The number of individuals entering a personal insolvency procedure shows few signs of abating as the rolling 12-month insolvency continues to rise, representing the highest Quarter 3 figure since 2010.
The figures, released by the Insolvency Service today, reveal that there were 30,879 individuals entering either bankruptcy (4,122), a debt relief order (6,784) or an individual voluntary arrangement or IVA (19,973) in the third quarter of 2019.
Further, the statistics show that 1 in 365 adults entered a personal insolvency procedure in the rolling 12 months to the end of Quarter 3, being 30 September 2019, up from 1 in 382 adults in the rolling 12 months to the end of Quarter 2.
Alec Pillmoor, personal insolvency partner at RSM, said:
‘As we predicted, despite already seeing near decade long highs over the last 18 months, personal insolvency numbers continue to rise and have exceeded 30,000 for the fourth successive quarter for the first time since 2011 and recorded the highest quarter three total since 2010. Longer term we would anticipate that this will increase further as following a recent YouGov poll, conducted on behalf of the StepChange Debt Charity, 29 per cent of Brits expect their finances to actually get worse in the next year.

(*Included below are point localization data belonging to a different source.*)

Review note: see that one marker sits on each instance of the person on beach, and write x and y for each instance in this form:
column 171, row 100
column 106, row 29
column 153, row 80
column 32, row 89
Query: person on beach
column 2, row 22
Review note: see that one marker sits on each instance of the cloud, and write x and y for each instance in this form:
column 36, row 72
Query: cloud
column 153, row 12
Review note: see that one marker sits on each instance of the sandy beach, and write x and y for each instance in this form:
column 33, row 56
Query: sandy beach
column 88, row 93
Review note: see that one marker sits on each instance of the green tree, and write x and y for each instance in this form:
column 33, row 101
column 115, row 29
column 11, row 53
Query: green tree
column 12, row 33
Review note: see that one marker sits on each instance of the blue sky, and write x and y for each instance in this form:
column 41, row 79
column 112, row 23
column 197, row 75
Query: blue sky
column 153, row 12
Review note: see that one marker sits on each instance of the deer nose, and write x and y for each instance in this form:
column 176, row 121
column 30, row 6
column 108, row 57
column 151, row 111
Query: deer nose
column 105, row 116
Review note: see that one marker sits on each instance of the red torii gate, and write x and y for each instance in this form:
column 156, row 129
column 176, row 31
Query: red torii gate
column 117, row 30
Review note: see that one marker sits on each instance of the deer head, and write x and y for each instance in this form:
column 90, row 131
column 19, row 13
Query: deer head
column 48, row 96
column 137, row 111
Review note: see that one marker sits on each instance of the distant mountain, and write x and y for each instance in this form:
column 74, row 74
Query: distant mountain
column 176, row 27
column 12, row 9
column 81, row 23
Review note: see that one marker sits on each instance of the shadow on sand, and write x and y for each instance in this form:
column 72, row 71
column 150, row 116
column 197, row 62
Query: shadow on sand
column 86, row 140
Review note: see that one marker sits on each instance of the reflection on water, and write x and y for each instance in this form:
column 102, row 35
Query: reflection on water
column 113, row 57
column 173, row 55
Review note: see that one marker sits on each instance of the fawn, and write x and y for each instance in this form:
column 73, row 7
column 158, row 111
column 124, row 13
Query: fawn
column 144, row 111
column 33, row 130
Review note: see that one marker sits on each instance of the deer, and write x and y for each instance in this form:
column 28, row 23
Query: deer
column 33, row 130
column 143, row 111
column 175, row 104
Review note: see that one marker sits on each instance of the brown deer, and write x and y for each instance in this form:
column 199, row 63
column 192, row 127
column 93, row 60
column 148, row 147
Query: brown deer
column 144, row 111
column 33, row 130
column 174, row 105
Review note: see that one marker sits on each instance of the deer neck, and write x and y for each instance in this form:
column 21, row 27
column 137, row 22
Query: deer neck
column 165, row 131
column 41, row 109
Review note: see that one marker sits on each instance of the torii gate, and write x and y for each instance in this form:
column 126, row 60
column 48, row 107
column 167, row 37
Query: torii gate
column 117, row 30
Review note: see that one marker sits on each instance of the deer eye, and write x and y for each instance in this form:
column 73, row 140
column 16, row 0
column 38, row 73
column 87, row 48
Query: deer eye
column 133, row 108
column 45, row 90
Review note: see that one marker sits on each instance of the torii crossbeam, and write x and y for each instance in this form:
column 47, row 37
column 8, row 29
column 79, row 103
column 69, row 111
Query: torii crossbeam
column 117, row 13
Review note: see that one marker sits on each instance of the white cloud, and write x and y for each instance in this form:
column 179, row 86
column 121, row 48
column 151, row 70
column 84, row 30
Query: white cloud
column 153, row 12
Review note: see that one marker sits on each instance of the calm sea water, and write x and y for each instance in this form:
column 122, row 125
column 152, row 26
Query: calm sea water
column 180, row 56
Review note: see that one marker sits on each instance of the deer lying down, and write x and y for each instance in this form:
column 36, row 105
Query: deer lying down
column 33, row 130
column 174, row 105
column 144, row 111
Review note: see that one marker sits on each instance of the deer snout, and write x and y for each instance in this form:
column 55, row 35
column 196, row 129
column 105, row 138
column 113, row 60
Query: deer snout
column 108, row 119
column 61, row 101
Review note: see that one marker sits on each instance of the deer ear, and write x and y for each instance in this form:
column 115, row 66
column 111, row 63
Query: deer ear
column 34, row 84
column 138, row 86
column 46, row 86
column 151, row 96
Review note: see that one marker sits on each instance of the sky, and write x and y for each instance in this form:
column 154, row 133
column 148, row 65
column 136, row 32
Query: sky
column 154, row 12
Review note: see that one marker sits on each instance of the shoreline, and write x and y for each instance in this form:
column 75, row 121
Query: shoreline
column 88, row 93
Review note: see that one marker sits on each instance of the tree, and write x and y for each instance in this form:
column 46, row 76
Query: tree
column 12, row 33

'The latest figures for Q3 show a significant increase of an 22.7 per cent in the levels of personal insolvencies when compared to the same quarter last year. Whilst there are certain macro and micro economic factors at work, particularly given the current economic and political uncertainty, personal insolvency numbers continue to indicate that despite high employment levels and low interest rates, customers remain over-optimistic when it comes to estimating their ability to meet repayment demands when they fall due.

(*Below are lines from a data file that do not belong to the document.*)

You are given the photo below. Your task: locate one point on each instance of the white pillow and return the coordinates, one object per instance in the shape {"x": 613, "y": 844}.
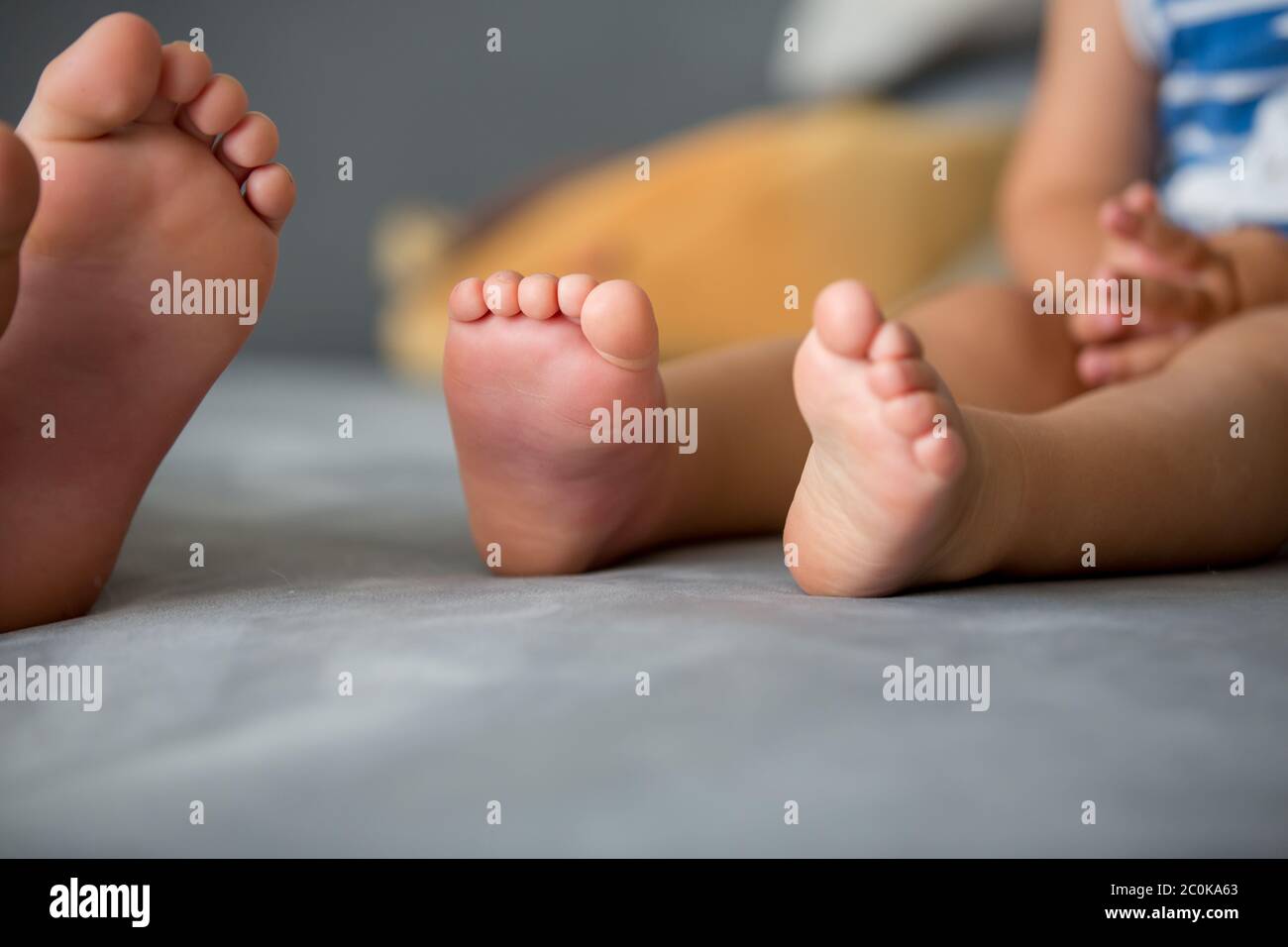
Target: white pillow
{"x": 867, "y": 46}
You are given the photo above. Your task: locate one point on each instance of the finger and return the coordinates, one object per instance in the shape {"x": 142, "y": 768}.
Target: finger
{"x": 1103, "y": 365}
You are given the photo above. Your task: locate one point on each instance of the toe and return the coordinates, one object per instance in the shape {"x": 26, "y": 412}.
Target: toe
{"x": 184, "y": 72}
{"x": 913, "y": 415}
{"x": 617, "y": 321}
{"x": 894, "y": 341}
{"x": 465, "y": 302}
{"x": 270, "y": 193}
{"x": 218, "y": 107}
{"x": 539, "y": 295}
{"x": 572, "y": 292}
{"x": 104, "y": 80}
{"x": 20, "y": 189}
{"x": 501, "y": 292}
{"x": 846, "y": 317}
{"x": 890, "y": 379}
{"x": 250, "y": 144}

'Looking into the numbers, we continue to show concern at the steady rise in the proportion of personal insolvencies affecting the 18-25 age group. We estimate this age group now accounts for over 7 per cent of the total insolvencies in a single quarter for the first time.
‘Continued access to easy money, and the prevalence of a cashless society makes it increasingly difficult for consumers to monitor their spending and maintain a budget effectively. Moreover, it is entirely feasible that those within the 18-25 age group are without financial experience or understanding, and in the absence of sufficient education from schools or finance providers, it is difficult to see these trends slowing any time soon.’